Each client that approaches a server sends a short message that depends on a secret piece of information known to that client. The server is able to efficiently consolidate messages received from many different clients and generate a short proof for the number of clients that visited. The length of the proof is much shorter than the number of clients the server has served (one might think of each client as sending the server a one-cent coin and then the server somehow converting 10000 such coins into a single $100 note).
The security features of the scheme are:
- Servers are prevented from inflating the count of their reported clients (even if a coalition of servers cooperates and tries to forge proofs).
- Servers are protected from subversive clients that send erroneous metering messages.
- The privacy of the client is protected: the proofs that servers produce are for the number of clients that visited them and do not disclose the identities of these clients.

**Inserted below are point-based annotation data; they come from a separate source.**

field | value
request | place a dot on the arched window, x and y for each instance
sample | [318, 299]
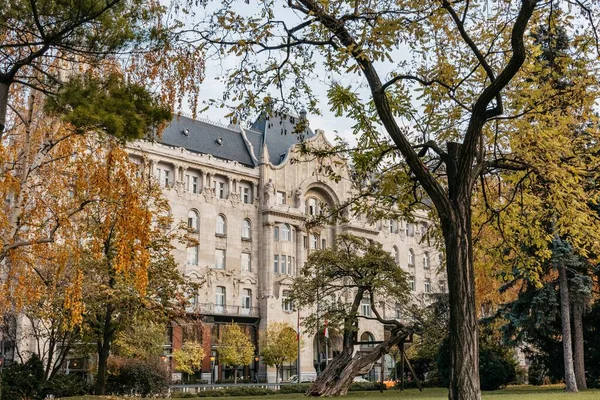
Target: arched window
[285, 232]
[367, 340]
[246, 229]
[220, 298]
[286, 301]
[314, 241]
[193, 221]
[396, 255]
[365, 308]
[246, 299]
[221, 225]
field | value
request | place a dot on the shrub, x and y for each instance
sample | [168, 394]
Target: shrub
[294, 388]
[63, 385]
[496, 369]
[139, 377]
[235, 392]
[23, 381]
[365, 386]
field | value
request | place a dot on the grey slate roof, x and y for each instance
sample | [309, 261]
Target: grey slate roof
[203, 138]
[279, 132]
[229, 144]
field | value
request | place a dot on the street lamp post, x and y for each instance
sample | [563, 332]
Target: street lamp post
[212, 370]
[256, 359]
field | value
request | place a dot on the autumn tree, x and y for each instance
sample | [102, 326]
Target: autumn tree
[442, 68]
[235, 347]
[554, 216]
[278, 345]
[43, 42]
[334, 282]
[189, 358]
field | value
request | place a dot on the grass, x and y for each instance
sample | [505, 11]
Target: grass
[555, 392]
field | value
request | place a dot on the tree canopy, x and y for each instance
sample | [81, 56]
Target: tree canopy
[426, 84]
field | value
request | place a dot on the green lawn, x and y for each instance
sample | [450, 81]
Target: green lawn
[510, 393]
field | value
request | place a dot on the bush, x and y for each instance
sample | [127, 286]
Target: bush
[496, 369]
[235, 392]
[294, 388]
[365, 386]
[63, 385]
[139, 377]
[23, 381]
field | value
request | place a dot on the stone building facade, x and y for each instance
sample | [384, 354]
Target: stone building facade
[247, 193]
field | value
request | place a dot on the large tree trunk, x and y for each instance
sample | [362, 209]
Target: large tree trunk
[4, 88]
[104, 351]
[463, 329]
[342, 370]
[578, 345]
[566, 327]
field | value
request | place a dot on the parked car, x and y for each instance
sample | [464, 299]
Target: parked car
[303, 377]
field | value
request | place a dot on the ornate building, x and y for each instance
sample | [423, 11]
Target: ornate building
[247, 193]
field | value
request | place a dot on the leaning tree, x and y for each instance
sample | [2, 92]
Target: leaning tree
[442, 68]
[334, 282]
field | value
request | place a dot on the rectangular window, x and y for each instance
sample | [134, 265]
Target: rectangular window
[398, 311]
[246, 299]
[246, 195]
[365, 308]
[280, 197]
[219, 259]
[286, 301]
[283, 265]
[246, 262]
[427, 286]
[220, 297]
[192, 255]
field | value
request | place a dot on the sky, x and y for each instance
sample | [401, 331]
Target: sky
[213, 87]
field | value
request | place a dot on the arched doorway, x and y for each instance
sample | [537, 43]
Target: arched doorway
[325, 349]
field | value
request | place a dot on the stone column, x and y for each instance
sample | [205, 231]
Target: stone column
[300, 256]
[268, 274]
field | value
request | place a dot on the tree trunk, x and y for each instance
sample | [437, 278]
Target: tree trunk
[104, 351]
[578, 345]
[463, 329]
[4, 88]
[566, 327]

Current methods of Web measurement services do not provide secure and efficient measurement of accesses to web pages. In particular, it is very hard to accumulate data on most Web sites since web measurements, which are based on user survey, do not provide reliable statistics for all but the most popular sites. Other Internet metering schemes require an audit agency to install a metering module in an audited web server, which counts the number of visits by clients. The security of these schemes is based on the tamper-resistance of the metering module: if it is broken by the web site, then it can start sending false usage reports. Past experience in the software and pay-TV industries has shown that tamper-resistant modules can be broken if there is a large enough financial incentive. These methods are secure and efficient, and provide a short proof for the metered data. The method of the present invention does not require the use of tamper-resistant modules at the client nor at the server.
Immediate applications are a secure measurement of visits to a Web site and a secure usage-based accounting mechanism between networks. In the context of the present invention, the “web” is used as an archetype example for a communications network. It should be recognized that many other styles of networks are amenable for using the method of the present invention: computer networks, telecommunications networks, and the like. The method of the present invention provides validated measurements of the amount of service that servers perform for their clients, in a manner that is efficient and is secure against fraud attempts by servers and clients. There are two main applications for such methods: a certified measurement of the usage of Web sites, and measurement of the amount of traffic that a communication network delivers. Both these applications have a tremendous financial importance which makes them targets for fraud and piracy.